If the rest of the East Coast is as good as this then we're in for a good time. The people in Newcastle are really proud of their town, which is obvious. We checked into one of the best backpacker hostels we've stayed in so far (if only the wifi was free...) and had two free 'backpacker' dinners with after-dinner quiz, followed by a live music on one night, and a free bottle of 'champagne' (Tyrell's sparkling wine from the Hunter Valley) on another night; won not with our general knowledge, but for having the best team name; 'Enjoy Coca-Koala'.
Our host at 'Backpackers by the beach' was friendly and informative, joining us on the evenings out for food and a beer. There was no obligation for us to buy drinks, and we saved our money for an excursion to the Hunter Valley wine region.

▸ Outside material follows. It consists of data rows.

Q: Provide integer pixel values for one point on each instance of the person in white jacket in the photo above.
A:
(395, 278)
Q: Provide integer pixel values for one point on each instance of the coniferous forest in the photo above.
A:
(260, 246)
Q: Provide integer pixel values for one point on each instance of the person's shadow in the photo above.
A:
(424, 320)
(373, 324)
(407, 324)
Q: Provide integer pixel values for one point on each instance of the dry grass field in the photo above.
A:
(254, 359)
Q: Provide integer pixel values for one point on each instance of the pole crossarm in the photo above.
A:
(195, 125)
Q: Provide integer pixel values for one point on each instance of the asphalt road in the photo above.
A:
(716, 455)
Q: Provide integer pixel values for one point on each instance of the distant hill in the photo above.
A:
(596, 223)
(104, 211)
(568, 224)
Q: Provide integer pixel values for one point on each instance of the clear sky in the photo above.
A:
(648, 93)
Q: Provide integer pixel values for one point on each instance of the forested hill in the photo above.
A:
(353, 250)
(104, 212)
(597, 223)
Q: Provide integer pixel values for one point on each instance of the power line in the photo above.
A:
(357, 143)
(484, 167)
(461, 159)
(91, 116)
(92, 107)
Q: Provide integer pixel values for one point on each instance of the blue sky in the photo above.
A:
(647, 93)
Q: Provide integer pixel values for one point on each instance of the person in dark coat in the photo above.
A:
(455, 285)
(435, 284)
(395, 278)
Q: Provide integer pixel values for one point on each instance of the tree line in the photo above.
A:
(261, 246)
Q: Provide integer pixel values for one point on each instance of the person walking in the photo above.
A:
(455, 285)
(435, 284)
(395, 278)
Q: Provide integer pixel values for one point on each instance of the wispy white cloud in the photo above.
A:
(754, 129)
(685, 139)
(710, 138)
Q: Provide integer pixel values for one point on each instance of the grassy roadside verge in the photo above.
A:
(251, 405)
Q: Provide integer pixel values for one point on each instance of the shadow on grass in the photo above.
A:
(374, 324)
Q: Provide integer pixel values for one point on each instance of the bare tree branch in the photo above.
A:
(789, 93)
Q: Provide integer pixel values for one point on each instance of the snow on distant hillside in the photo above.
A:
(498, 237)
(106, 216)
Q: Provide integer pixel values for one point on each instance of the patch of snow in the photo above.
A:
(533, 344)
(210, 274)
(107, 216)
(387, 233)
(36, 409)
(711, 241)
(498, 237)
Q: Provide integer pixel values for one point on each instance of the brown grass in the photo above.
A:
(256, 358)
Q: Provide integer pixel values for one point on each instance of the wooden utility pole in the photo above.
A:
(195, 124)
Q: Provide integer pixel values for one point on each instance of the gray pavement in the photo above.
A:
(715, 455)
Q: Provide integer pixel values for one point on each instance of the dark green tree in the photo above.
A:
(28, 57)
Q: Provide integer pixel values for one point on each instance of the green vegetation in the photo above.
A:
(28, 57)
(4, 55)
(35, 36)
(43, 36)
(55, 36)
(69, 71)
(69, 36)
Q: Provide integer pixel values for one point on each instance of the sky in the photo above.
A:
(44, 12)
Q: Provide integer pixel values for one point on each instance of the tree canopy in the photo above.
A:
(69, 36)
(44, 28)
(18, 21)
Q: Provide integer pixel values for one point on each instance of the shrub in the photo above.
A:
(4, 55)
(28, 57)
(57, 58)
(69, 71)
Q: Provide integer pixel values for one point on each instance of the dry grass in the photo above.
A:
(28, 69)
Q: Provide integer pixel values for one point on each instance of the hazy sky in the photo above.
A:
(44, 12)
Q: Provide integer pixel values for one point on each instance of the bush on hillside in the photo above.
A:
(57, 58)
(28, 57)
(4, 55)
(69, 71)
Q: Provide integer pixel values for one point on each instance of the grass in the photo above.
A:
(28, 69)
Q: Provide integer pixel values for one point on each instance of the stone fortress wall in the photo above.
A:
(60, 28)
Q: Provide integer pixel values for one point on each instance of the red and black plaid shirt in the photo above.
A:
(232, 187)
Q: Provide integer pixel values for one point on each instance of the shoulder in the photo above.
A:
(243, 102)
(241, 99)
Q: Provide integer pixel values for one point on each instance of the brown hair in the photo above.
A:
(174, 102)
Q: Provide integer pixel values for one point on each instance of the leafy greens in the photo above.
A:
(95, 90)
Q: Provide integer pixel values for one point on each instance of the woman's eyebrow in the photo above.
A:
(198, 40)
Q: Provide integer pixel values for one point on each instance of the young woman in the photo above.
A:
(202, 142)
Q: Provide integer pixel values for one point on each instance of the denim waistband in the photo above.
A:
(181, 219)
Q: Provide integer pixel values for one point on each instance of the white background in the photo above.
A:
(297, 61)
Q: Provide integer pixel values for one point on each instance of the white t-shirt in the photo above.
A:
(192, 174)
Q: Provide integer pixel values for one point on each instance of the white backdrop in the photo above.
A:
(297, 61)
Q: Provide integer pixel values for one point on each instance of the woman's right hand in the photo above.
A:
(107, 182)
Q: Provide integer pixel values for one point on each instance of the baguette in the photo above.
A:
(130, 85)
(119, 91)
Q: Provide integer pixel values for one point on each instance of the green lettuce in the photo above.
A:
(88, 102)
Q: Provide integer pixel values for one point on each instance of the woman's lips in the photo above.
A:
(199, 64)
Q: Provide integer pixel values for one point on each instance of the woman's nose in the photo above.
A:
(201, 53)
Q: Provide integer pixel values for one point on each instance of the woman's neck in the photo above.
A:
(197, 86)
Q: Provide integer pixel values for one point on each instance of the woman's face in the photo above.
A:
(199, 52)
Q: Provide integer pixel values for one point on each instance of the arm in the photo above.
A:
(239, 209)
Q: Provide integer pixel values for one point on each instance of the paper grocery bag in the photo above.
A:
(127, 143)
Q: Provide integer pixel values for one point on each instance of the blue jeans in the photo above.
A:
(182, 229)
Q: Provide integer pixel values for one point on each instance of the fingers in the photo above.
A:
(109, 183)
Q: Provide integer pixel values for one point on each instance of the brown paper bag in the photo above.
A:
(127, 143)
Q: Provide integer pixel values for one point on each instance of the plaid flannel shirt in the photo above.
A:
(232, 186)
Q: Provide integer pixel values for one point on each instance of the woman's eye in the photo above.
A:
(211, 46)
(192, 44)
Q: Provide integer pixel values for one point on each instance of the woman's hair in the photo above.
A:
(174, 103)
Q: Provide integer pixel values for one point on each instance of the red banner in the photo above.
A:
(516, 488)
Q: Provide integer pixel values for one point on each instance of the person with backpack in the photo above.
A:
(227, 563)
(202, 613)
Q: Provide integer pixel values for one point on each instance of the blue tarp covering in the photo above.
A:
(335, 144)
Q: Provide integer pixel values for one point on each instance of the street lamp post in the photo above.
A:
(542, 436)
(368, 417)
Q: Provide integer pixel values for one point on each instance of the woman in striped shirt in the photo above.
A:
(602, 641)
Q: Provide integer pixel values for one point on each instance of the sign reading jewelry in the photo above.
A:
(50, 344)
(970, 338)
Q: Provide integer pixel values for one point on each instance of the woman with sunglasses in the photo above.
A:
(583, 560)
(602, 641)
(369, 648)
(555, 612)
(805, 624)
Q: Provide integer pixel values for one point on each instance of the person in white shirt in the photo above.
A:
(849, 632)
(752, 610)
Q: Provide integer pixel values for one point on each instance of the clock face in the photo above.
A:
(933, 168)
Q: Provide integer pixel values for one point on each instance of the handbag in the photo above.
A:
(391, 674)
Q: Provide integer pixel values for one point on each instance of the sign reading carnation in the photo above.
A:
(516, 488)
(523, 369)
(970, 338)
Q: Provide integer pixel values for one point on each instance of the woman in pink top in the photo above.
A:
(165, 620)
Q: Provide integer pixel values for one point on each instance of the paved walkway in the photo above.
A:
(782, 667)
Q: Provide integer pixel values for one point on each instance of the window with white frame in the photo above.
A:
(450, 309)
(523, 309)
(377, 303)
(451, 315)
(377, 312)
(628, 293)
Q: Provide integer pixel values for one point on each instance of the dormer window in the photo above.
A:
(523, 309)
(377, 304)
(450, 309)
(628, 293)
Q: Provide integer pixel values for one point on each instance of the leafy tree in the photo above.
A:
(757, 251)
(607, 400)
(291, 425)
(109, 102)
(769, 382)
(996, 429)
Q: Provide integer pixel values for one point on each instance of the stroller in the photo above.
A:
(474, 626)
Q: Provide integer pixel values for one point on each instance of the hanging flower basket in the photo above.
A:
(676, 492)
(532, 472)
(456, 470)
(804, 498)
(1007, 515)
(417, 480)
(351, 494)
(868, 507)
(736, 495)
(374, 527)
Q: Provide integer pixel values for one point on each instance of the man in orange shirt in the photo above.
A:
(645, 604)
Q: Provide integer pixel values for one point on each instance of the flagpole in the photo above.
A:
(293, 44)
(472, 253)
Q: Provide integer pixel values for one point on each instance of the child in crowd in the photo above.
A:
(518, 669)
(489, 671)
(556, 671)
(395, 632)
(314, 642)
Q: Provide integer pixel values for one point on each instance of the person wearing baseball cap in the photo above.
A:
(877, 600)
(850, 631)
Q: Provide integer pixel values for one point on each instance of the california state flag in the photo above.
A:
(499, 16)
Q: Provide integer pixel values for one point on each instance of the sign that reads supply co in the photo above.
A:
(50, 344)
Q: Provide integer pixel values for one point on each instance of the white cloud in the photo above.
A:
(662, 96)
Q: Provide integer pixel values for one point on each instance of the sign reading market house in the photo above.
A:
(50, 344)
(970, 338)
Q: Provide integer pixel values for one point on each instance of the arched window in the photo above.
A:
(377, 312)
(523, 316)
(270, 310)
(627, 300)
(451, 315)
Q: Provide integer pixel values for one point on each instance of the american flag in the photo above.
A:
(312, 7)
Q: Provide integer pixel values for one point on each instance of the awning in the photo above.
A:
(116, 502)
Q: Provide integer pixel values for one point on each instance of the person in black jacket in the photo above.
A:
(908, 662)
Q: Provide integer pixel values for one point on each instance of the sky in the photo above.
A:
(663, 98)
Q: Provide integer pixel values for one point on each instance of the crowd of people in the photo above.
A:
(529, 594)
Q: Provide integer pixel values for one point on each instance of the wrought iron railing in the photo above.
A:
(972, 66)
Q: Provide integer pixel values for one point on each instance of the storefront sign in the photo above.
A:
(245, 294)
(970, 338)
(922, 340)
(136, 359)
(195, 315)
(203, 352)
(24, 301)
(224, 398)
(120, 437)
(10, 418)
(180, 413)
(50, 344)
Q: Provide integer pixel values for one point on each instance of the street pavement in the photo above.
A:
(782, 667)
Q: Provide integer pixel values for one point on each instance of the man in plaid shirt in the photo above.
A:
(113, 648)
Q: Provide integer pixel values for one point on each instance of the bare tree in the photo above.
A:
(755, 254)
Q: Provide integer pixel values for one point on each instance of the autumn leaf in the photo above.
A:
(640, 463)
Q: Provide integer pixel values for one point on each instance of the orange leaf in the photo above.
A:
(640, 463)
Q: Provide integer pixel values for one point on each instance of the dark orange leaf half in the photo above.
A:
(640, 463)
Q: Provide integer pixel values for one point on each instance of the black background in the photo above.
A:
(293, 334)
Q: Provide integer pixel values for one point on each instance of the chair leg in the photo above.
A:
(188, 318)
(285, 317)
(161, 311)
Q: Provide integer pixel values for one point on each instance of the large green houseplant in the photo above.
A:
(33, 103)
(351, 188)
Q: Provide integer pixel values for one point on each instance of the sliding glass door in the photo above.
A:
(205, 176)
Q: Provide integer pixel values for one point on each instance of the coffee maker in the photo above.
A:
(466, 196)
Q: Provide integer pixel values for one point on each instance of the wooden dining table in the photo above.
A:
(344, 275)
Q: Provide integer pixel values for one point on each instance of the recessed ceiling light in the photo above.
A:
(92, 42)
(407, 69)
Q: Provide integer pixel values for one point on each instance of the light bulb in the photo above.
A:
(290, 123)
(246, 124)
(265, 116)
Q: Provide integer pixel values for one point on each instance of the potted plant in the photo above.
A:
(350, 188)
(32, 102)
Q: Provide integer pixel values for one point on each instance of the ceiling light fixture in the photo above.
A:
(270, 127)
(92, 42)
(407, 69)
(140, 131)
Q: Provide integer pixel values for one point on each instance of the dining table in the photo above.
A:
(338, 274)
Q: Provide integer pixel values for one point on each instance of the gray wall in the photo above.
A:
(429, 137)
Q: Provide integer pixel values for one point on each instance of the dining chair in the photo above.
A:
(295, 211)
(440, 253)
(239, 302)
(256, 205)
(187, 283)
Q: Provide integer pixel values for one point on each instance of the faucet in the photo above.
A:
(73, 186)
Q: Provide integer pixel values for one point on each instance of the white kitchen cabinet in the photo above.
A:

Arriving in Newcastle from Sydney was similar to visiting Cornwall for the weekend from London. It felt like a sleepy little town, but after spending a couple of days wandering around the coastline, or 'foreshore' as the Aussies call it, and taking a ride on the local 'tram' with historical (1870 onwards) commentary, we grew to love it quickly. Still in disbelief about the free meals/quiz/live music/free bottle of Tyrell's sparkling wine, we felt a world away from Sydney, especially Kings Cross, and really began to appreciate the Aussie culture of service and respect for the backpacker community; either as recognition for the power of recommendations or the expected repeat business from future consumers, holidaymakers or settlers. This was certainly a different approach to being milked for money if Asia. Perhaps it was an understanding of the relative high prices in Australia compared to the UK and Europe due to inflation and an unfavourable exchange rate, but in any case we all appreciated it. Little did we know it would later be apparent that Newcastle is possibly the only place like this on the East Coast! More on that elsewhere in the blog...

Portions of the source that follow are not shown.